White abolitionist woman writes well-meaning but condescending and stereotypical book against American slavery. A fictional play based on this book is created by an equally fictional Burmese girl in a musical, starring a Russian-born actor exaggerating his already impressive Swiss-German-Mongol origins and French-Chinese upbringings by claiming Roma descent as well. The musical is made by two US jews of German and British origins, and adapted from a book about a (probably) Anglo-Indian woman teaching »scientific« western virtues at the court of 19th century Siam. Et cetera, et cetera, et cetera – and so forth!
I am confused, overwhelmed, and thrilled by the massive amounts of cultural appropriation at work here. Exotic, prejudiced, lavish, and immensely fascinating on so many levels – but still not in my book of Cinemascope extravaganzas.
A very harsh moral lesson, spiced up with some inventive torture. An unbelievably clever trap. Vengeance and punishment with almost mythical overtones. Emotionally strong, intellectually not always that impressive. Ellen Page was much lauded for her part, but I found her a bit contrived.
Interesting and memorable enough, though probably not in my book of low-budget use and abuse.

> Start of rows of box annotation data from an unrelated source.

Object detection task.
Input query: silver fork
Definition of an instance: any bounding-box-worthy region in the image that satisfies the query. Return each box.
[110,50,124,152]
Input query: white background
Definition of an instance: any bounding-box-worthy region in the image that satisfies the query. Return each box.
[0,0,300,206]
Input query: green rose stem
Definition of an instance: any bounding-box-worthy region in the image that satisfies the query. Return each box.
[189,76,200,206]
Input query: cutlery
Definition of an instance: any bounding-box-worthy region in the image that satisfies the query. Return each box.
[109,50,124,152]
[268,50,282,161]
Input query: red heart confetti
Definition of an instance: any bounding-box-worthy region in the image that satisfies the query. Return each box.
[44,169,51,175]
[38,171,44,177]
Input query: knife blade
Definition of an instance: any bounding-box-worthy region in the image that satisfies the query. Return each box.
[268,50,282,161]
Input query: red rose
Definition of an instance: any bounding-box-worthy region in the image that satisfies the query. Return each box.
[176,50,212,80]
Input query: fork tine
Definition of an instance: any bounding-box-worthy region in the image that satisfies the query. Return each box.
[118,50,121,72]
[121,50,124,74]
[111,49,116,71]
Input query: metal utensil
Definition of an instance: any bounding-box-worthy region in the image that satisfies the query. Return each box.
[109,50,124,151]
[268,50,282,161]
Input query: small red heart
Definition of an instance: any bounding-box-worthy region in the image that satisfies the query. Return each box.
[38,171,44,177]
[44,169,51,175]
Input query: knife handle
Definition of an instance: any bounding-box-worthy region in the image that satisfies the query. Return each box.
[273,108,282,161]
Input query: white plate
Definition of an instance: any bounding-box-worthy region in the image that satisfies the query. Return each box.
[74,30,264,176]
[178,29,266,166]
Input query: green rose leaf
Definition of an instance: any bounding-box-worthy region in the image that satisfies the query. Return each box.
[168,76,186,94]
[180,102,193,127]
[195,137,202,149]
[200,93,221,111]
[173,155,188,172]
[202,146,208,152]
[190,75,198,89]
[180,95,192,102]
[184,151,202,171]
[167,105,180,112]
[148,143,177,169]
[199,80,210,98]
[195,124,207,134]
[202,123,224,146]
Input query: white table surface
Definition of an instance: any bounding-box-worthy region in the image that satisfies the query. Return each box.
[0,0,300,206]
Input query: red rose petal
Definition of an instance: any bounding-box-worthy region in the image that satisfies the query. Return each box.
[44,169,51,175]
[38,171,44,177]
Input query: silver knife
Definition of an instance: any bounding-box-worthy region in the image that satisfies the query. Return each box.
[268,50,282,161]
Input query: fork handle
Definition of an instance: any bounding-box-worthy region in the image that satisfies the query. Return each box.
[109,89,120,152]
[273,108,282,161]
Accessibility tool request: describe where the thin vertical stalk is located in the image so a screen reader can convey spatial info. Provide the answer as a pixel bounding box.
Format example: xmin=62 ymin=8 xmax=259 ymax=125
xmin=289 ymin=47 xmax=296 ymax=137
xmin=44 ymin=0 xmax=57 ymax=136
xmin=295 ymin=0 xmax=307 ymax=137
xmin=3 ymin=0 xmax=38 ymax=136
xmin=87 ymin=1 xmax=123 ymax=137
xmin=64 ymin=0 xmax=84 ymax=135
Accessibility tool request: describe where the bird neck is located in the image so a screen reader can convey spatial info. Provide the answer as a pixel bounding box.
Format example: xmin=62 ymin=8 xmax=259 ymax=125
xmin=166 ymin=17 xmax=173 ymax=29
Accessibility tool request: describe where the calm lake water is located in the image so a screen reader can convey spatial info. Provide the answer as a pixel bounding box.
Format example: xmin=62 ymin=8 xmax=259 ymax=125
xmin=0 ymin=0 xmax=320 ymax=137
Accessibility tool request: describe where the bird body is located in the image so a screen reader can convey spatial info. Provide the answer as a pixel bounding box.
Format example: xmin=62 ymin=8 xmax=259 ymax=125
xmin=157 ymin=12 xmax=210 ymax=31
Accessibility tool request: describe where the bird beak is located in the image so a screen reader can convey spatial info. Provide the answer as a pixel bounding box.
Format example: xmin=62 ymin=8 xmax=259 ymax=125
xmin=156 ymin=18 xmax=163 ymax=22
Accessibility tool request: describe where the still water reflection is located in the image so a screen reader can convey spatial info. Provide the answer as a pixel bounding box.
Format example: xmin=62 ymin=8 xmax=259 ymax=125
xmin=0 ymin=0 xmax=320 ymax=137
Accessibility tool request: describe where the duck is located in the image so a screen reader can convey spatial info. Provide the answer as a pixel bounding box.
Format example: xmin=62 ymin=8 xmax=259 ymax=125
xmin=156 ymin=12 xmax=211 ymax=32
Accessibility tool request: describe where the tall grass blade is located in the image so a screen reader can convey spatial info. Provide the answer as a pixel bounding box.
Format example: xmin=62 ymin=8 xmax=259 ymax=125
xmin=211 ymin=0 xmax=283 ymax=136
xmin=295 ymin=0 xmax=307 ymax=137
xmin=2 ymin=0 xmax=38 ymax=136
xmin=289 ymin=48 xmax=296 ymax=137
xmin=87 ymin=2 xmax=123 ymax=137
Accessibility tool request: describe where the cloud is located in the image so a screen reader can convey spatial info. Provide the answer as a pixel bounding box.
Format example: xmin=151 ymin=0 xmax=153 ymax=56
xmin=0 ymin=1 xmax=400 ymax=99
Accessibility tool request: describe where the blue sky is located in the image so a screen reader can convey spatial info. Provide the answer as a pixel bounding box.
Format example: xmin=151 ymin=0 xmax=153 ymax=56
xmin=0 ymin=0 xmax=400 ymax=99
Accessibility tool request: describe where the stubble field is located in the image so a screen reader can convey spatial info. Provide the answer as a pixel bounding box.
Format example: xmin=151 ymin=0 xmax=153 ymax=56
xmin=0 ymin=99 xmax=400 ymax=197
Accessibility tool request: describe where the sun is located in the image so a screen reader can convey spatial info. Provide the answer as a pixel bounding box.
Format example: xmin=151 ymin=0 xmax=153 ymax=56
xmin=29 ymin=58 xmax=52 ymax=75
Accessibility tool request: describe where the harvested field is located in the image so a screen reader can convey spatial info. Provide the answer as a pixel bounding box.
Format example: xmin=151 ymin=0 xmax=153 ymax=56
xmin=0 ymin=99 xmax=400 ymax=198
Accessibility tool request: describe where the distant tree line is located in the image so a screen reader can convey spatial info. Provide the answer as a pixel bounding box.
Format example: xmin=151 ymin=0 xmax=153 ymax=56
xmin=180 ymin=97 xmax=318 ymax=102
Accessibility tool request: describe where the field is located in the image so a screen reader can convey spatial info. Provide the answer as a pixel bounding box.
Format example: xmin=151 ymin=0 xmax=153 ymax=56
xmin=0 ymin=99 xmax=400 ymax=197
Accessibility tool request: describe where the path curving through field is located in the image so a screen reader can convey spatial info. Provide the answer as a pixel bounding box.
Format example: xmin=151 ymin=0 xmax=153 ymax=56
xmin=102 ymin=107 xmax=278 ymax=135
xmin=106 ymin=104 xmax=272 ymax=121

It starts out like a western under the stern gaze of the Ayatollah. By circumstance, a stranger is forced to stop in a remote, guilt-ridden village with secrets that has to be kept. A woman – crazy, dangerous, or both? – knows too much for her own good.
After the slow build-up the movie turns into something much more angry, real, and feminist than most westerns, depicting a patriarchal world of corrupt power where terrible crime – in God’s name – does pay and truth isn’t worth much.
God-forsaken in many ways. Strong, unsubtle, probably not in my book of outrage.